In defense of industrial policy
A couple of days ago, Shanta Devarajan, World Bank chief economist for Africa, posted this interesting piece on industrial policy in Africa:
Like others, I have been skeptical about industrial policy in Africa, where the government selects certain industries for support in order to trigger a process of structural transformation. It’s been tried before—with disastrous results.
The selected industries were captured by political elites who continued to receive subsidies without generating anything close to labor-intensive growth (the Morogoro shoe factory in Tanzania never exported a single pair of shoes). Furthermore, most of the constraints to industrial growth in Africa are man-made: policies or regulations that stand in the way of poor workers’ employment prospects.
[…] A recent study by my colleagues Hinh Dinh and Vincent Palmade on light manufacturing in Ethiopia confirms the point that the constraints to the apparel and leather goods industries are largely existing policies and regulations—trade policies that inflate input costs by creating local monopolies, and land and financial regulations that favor large firms. But they also show that, should Ethiopia remove these constraints, it could expand employment in these industries by two orders of magnitude.

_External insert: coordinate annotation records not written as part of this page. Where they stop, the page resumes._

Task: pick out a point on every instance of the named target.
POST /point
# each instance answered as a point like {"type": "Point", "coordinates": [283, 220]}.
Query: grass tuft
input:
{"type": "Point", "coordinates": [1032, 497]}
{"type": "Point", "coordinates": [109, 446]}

[…] This is the best case for industrial policy that I have seen. By focusing on particular sectors and showing the employment benefits of addressing some of the government failures, there is a better chance that the government will undertake these reforms.
I think he has a good point here. I agree that government failures are frequently more serious impediments for growth than market inefficiencies, since they are notoriously difficult to correct and its economic consequences may be dismal for the civil society. I am not sure, however, whether the expansion of employment is an incentive strong enough for a corrupt government to change its behaviour. It may well be (and I hope so), but I would like to see more empirical evidence of that. Nevertheless, like Mr Devarajan, I also have a feeling that the main cause of the low economic performance in developing countries is actually crony capitalism. In other words, it is not capitalism per se, but rather the lack of it.